『私がモテてどうすんだ』1巻から8巻のネタバレ感想をレビュー。作者はぢゅん子。掲載誌は別冊フレンド。出版社は講談社。だからジャンルは少女コミック向けのラブコメ漫画。

既に発行部数は100万部を超えていて割りと人気。またアニメ化もされるらしい。そこで人気に便乗して「面白い漫画か?面白くない漫画か?」を考察してみた。


あらすじ物語・ストーリー内容

私がモテてどうすんだ1巻 芹沼花依1
(私がモテてどうすんだ 1巻)
主人公は芹沼花依(せりぬま・かえ)。二次元三次元問わず、男同士が絡んでいるのを見て妄想するのが大好きな、いわゆる腐女子。

私がモテてどうすんだ6巻 芹沼花依
(私がモテてどうすんだ 6巻)
しかもかなりのおデブちゃん。遅刻しそうな時は食パンを加えて誰かとぶつかる、みたいなことはマンガでは定番ですが、芹沼花依に至っては軽い交通事故。当然、現実の恋愛とは程遠い存在。

私がモテてどうすんだ1巻 シオンの仏壇
(私がモテてどうすんだ 1巻)
ただ自分が好きだったアニメキャラクター・シオンが作中で死んでしまう。思わず仏壇すら作ってしまうほど好きだったぐらい、芹沼花依の精神的な落ち込みはハンパない。学校も何日も休んでしまうほどであり、食欲も全く失せてしまった。

(私がモテてどうすんだ 7巻)
その結果、芹沼花依はかなり痩せてしまって、その姿たるや美少女そのもの。女性は普通痩せてしまうと胸も引っ込んでしまうものですが、そこだけは現状維持でまさかの豊満ボディー。

私がモテてどうすんだ1巻 芹沼花依4
(私がモテてどうすんだ 1巻)
そして芹沼花依はイケメン美少年たちにモッテモテ。リアル乙女ゲーのようなハーレム状態に突入。まさに「腐女子の私が男の子にモテてどうすんだ!?」みたいな感じのラブコメ漫画。
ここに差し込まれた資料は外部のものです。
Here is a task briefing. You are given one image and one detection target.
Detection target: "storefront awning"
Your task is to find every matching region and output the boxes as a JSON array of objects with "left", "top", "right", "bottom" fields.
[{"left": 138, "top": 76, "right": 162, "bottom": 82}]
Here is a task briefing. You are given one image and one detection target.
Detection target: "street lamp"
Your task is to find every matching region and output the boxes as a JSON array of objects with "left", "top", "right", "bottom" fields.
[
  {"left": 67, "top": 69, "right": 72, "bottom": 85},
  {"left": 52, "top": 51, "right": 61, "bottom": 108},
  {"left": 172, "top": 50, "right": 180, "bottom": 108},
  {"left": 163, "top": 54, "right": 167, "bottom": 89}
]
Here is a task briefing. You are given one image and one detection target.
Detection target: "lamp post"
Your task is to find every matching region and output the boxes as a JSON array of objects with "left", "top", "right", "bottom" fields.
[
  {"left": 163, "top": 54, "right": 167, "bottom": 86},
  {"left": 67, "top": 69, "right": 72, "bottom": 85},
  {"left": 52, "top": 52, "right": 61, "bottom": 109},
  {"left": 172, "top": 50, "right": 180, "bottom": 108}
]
だから記事タイトルも「BL(ベタすぎる・ラブコメ漫画)」に軽くなぞらえてみました。

ちなみに作者・ぢゅん子自身がゴリゴリの腐女子らしい。学生時代に母親にBL本を見つかったそうですが、「あんたの部屋にあった漫画…なんかすごいわね」と言われたこともあるらしい。いかにも中高生の男子あるあるネタですが、女子でもこんな経験があるんですね。
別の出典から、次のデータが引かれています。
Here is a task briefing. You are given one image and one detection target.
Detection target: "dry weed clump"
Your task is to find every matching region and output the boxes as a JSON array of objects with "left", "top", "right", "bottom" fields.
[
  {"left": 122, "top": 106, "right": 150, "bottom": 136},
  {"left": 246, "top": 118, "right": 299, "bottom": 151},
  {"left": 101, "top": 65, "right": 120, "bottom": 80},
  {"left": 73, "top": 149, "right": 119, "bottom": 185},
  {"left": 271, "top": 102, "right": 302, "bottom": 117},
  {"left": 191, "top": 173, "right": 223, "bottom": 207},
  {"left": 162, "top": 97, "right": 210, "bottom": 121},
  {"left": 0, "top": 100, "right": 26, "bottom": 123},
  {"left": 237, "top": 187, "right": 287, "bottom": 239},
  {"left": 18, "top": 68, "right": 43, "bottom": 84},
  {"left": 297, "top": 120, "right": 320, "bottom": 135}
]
しかもそれで腐女子の趣味を止めない作者・ぢゅん子もすごい。自分だったら親に見つかったら、それ以降は親の顔がチラついて萎えちゃいます。とりあえず、アンタの娘さんはその漫画で大金を稼いでらっしゃいますYOッッッ!!!


末期的な腐女子がはなつ名言の数々

とにかく芹沼花依の腐女子末期度がハンパない。前述のアニメキャラクターの仏壇からして、相当ヤバイ。力石徹以来の笑撃…もとい衝撃。もし『東京喰種』や『テラフォーマーズ』を好きになってたら、多分お墓は何個あっても足らなかったでしょう。
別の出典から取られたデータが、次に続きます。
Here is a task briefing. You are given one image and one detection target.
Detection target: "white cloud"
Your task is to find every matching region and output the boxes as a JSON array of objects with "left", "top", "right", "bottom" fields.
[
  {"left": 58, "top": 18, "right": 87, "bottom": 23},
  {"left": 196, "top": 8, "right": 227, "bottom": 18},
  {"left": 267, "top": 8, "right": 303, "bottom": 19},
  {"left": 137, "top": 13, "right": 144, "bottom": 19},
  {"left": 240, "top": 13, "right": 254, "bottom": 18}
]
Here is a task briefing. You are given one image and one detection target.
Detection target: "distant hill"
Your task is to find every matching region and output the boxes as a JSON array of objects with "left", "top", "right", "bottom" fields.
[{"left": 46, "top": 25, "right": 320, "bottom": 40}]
同じ講談社繋がりってことで『ダイヤのエース』のキャッチャー・御幸や『進撃の巨人』のリヴァイ兵長が好き。ただリヴァイ兵長に至っては「夫人」呼ばわり。受け攻めでいうと、いわゆる「受け」ってやつ?芹沼花依の頭の中では勝手に「掘られる側」にキャラ設定されてる。この肩書が超絶的に気持ち悪い。

私がモテてどうすんだ6巻 甲冑乱舞 朱 特別な人
(私がモテてどうすんだ 6巻)
だから割りと移り気が激しいのか喪に服してる期間も短くて、芹沼花依はすぐさま新しい好きなキャラクターを見つける。それが画像の朱ちゃん。甲冑乱舞(略して「かちゅ☆らぶ」)と呼ばれるアニメ。

私がモテてどうすんだ6巻 甲冑乱舞 擬人化
(私がモテてどうすんだ 6巻)
一見すると朱ちゃんは人間に見えますが、実はまさかの侍の鎧。だからアニメの中では殿様と合体する。もちろん変な意味はありませんが、腐女子的には変な意味で合体してるようにしか見えない。とはいえ、冷静に考えるとクレイジーなアニメですが。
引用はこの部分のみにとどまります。